China Plans to Give Foreign Investors More Market Access
Foreign investors will be given wider market access to China’s manufacturing and services sectors, according to the country’s top economic planning agencies, in an effort to stabilize foreign trade and investment as the world’s second-largest economy recovers from Covid-19.
A new draft of a catalogue of listed industries, specifying sectors eligible for preferential policies to encourage foreign investor participation, was released for public comment Friday by China’s National Development and Reform Commission and the Ministry of Commerce (MOFCOM). The 2020 edition is longer than last year’s list, adding 125 areas and amending 76 previously listed areas chiefly to expand their coverage.
Many of the revisions covered manufacturing, including raw materials, spare parts, and end products, with a focus on the automobile, computer, communications and other electronics industries.

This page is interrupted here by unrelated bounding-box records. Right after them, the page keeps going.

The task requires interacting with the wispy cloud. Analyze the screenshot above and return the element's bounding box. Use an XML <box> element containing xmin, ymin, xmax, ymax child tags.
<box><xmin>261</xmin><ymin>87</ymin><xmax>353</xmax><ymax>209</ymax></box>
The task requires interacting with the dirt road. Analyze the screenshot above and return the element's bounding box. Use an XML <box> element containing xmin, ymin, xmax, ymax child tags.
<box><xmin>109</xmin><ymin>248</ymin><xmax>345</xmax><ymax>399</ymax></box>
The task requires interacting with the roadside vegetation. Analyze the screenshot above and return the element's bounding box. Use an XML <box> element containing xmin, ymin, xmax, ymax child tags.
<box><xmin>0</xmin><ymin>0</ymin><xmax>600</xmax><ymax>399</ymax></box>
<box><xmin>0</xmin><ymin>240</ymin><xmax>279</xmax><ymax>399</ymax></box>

They also aimed to further promote foreign investment in services, including research and development, logistics and information technology. One item, for example, covers development and application of systems for online education, online health care, and remote work solutions, demand for which has expanded rapidly amid the Covid-19 pandemic.
The updated list comes after the State Council, China’s cabinet, said in March that it would promote further opening-up and stabilize foreign trade and investment, by implementing six measures including expanding the catalogue of encouraged industries for foreign investment.

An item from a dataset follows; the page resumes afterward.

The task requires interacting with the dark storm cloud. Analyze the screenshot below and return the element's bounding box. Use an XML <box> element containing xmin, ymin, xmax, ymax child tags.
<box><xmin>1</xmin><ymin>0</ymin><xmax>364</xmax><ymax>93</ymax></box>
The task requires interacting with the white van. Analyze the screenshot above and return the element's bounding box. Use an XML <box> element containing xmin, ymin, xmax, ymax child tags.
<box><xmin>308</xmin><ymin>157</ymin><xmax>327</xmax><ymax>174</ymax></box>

Projects in areas covered by the list are eligible for benefits including tariff exemptions on imported equipment, along with access to preferential land prices and looser regulation of land use, according to (link in Chinese) Zong Changqing, head of MOFCOM’s foreign investment department.

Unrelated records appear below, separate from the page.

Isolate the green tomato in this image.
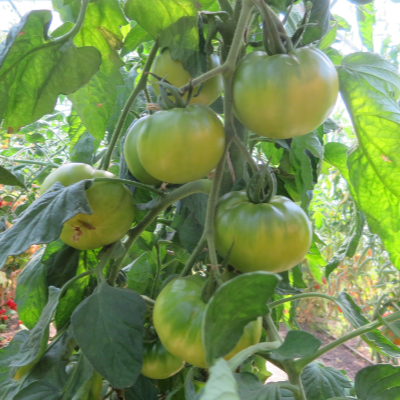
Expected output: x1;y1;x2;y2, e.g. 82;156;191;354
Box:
149;49;224;106
124;118;161;185
214;192;312;272
131;104;225;183
41;163;134;250
141;340;185;379
153;275;262;368
233;48;339;139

“The move can enable more foreign enterprises to reduce costs and hedge against the adverse impact of Covid-19, enhance the overall competitiveness of industries and further improve the capacity of important industrial and supply chains,” Zong said.
Foreign direct investment in nonfinancial sectors dropped by 1.3% year-on-year to 472.2 billion yuan in the first half of the year, narrowing 9.5 percentage points compared with the first quarter, according to (link in Chinese) MOFCOM spokesman Gao Feng. Gao noted the reading was “better than expected,” and a sign of foreign investors’ rebounding expectations and confidence.
But it remains “an arduous task” to keep foreign investment stable in 2020, as the global economic situation remains complicated, and there will still be many uncertainties affecting foreign investment over the course of the year, Gao said.